If the patient is an inpatient in hospital, look around the bed for oxygen masks, metered dose inhalers (puffers) and other medications, and the presence of a sputum mug. Then make a deliberate point of looking for the following signs before beginning the detailed examination.

Characteristic signs of chronic obstructive pulmonary disease (COPD)a

Look to see whether the accessory muscles of respiration are being used. This is a sign of an increase in the work of breathing, and COPD is an important cause. These muscles include the sternomastoids, the platysma and the strap muscles of the neck. Characteristically the accessory muscles cause elevation of the shoulders with inspiration, and aid respiration by increasing chest expansion. Contraction of the abdominal muscles may occur in expiration in patients with obstructed airways. Patients with severe COPD often have indrawing of the intercostal and supraclavicular spaces during inspiration.

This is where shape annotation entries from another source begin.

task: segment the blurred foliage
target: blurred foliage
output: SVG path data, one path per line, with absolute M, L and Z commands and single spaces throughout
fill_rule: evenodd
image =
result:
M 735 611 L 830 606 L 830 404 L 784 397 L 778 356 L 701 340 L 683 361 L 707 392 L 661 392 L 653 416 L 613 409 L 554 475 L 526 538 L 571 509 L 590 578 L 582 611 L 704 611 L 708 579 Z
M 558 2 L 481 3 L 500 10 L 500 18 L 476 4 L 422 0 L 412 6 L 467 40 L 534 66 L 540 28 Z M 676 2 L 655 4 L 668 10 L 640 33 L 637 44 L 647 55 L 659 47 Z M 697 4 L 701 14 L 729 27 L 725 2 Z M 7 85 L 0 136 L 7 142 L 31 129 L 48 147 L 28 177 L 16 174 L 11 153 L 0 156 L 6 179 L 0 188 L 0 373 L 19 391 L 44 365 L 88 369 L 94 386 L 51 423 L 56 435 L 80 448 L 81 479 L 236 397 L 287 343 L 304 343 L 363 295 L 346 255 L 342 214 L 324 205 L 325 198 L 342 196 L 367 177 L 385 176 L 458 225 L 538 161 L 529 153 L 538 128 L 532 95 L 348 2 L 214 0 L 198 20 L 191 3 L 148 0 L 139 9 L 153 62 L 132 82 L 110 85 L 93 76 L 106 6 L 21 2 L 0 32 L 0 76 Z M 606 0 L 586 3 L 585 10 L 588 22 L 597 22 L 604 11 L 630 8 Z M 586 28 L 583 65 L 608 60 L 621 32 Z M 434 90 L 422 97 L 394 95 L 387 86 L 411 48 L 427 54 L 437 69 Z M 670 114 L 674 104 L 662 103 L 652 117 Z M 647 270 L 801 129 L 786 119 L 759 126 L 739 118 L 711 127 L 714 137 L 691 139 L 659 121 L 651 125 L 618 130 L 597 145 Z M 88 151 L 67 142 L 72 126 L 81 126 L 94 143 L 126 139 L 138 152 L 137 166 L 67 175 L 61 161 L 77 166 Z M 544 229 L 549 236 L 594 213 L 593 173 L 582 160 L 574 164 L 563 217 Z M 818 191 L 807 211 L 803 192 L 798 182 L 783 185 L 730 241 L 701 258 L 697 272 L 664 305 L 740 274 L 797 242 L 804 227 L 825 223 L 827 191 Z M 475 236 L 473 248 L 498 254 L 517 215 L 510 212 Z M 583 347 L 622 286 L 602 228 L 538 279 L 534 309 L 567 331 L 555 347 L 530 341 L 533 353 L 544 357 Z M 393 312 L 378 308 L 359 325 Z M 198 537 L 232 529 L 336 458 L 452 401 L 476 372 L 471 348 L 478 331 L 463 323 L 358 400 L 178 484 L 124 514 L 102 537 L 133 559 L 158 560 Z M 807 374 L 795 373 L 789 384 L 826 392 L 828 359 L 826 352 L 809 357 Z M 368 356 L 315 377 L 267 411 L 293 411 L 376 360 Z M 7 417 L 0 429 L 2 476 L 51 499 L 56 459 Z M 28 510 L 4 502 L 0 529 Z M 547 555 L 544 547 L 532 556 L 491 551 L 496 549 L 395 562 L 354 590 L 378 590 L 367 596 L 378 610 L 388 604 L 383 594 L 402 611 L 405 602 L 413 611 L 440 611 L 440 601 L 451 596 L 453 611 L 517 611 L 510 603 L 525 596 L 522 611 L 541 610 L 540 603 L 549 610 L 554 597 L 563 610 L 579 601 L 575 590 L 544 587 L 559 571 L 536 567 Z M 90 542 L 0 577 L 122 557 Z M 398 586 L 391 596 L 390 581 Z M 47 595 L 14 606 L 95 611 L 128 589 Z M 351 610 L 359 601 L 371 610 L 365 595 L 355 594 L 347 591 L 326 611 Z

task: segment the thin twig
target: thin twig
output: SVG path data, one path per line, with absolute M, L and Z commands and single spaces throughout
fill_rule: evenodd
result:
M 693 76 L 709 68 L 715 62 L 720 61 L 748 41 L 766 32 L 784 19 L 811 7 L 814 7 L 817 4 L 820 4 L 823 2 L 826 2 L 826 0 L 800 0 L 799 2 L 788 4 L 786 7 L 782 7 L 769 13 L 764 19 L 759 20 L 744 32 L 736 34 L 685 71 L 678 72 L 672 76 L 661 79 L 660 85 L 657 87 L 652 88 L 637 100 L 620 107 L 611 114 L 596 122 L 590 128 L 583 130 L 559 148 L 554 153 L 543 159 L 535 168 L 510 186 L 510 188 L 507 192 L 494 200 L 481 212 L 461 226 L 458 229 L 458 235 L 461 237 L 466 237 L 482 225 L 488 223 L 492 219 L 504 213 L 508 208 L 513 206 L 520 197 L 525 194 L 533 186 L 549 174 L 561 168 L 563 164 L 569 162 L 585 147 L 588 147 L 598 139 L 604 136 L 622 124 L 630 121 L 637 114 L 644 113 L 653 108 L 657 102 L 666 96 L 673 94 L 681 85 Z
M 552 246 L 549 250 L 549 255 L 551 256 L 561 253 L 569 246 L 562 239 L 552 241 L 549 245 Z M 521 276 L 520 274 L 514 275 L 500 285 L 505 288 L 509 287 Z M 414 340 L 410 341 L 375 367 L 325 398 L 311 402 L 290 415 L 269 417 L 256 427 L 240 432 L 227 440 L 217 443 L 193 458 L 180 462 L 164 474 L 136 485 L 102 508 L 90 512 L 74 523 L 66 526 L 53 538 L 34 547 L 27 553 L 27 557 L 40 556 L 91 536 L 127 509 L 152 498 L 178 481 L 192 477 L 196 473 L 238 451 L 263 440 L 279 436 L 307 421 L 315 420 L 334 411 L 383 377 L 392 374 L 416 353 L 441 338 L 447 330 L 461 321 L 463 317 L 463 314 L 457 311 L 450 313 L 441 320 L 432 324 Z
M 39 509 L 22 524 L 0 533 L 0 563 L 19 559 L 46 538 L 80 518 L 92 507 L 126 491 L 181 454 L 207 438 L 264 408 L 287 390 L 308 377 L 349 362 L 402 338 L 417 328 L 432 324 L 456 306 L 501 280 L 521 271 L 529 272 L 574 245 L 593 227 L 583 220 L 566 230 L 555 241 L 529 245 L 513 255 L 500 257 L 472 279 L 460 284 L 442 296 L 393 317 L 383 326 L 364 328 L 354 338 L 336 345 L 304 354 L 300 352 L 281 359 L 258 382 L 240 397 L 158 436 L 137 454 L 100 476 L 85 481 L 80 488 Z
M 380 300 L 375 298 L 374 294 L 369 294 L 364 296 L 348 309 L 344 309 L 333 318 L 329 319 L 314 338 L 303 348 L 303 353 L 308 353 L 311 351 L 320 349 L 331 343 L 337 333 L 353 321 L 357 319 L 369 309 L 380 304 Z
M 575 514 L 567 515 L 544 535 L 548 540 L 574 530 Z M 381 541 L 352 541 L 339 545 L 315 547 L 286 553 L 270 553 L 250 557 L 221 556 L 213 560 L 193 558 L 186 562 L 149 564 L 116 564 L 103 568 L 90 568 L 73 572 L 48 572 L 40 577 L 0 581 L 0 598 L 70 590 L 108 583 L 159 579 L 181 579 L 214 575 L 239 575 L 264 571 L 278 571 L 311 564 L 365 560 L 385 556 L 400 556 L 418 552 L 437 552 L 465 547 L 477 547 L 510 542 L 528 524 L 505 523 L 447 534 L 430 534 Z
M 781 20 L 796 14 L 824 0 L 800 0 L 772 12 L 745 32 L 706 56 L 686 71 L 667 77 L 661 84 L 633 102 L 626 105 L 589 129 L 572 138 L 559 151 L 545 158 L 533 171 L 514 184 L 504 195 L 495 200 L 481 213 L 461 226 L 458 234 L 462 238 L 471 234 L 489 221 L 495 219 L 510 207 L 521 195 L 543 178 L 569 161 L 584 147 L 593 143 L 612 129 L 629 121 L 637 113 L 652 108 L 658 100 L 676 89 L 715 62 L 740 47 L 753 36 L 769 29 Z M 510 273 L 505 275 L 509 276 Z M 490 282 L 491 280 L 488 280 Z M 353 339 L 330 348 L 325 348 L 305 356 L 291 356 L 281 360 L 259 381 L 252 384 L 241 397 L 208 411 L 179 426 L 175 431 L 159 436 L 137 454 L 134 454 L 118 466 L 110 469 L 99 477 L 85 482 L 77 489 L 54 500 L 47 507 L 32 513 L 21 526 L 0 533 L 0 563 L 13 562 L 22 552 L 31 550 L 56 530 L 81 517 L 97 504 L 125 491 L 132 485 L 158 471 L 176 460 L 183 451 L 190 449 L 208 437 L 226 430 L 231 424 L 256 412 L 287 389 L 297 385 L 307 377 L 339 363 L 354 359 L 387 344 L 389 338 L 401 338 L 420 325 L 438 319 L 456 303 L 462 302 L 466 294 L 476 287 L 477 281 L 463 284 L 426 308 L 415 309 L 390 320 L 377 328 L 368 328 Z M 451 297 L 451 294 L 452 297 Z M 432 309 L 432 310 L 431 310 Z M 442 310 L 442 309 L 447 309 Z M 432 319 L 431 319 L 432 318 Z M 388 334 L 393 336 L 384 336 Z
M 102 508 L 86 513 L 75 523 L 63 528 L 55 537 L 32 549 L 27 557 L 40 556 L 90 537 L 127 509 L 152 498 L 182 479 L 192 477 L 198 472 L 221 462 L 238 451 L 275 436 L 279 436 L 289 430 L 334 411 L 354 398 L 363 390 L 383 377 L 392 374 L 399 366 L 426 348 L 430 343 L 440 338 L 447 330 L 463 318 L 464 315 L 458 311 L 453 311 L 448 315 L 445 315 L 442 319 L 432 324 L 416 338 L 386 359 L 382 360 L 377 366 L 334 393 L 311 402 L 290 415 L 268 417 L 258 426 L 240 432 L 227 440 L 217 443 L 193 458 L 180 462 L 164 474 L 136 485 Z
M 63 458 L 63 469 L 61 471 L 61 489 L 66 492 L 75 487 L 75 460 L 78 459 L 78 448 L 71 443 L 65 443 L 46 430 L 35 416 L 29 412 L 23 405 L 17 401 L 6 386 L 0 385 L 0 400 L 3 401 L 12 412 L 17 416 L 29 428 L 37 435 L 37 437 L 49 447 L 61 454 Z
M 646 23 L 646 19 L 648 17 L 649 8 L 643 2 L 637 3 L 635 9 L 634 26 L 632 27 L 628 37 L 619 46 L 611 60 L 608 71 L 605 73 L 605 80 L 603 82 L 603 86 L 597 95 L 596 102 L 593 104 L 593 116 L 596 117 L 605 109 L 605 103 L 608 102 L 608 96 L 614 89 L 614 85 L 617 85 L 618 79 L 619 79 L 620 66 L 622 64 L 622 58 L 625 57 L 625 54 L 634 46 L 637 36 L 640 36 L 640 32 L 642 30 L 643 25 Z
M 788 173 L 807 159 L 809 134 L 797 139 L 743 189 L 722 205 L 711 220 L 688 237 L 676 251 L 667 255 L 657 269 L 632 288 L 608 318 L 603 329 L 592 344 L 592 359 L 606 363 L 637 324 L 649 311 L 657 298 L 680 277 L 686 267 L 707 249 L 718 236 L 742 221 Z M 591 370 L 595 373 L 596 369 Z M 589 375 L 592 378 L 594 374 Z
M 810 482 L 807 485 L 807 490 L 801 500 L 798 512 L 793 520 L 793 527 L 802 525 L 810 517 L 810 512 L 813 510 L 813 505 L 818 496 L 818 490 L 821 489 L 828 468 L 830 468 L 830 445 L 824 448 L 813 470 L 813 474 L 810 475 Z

This is due to a delayed increase in lung volume despite the generation of large negative pleural pressures.

In some cases, the pattern of breathing is diagnostically helpful (Table 5.11). Look for pursed-lips breathing, which is characteristic of patients with severe COPD. This manoeuvre reduces the patient’s breathlessness, possibly by providing continuous positive airways pressure and helping to prevent airways collapse during expiration. Patients with severe COPD may feel more comfortable leaning forward with their arms on their knees. This position compresses the abdomen and pushes the diaphragm upwards. This partly restores its normal domed shape and improves its effectiveness during inspiration. Increased diaphragmatic movements may cause downward displacement of the trachea during inspiration—tracheal tug.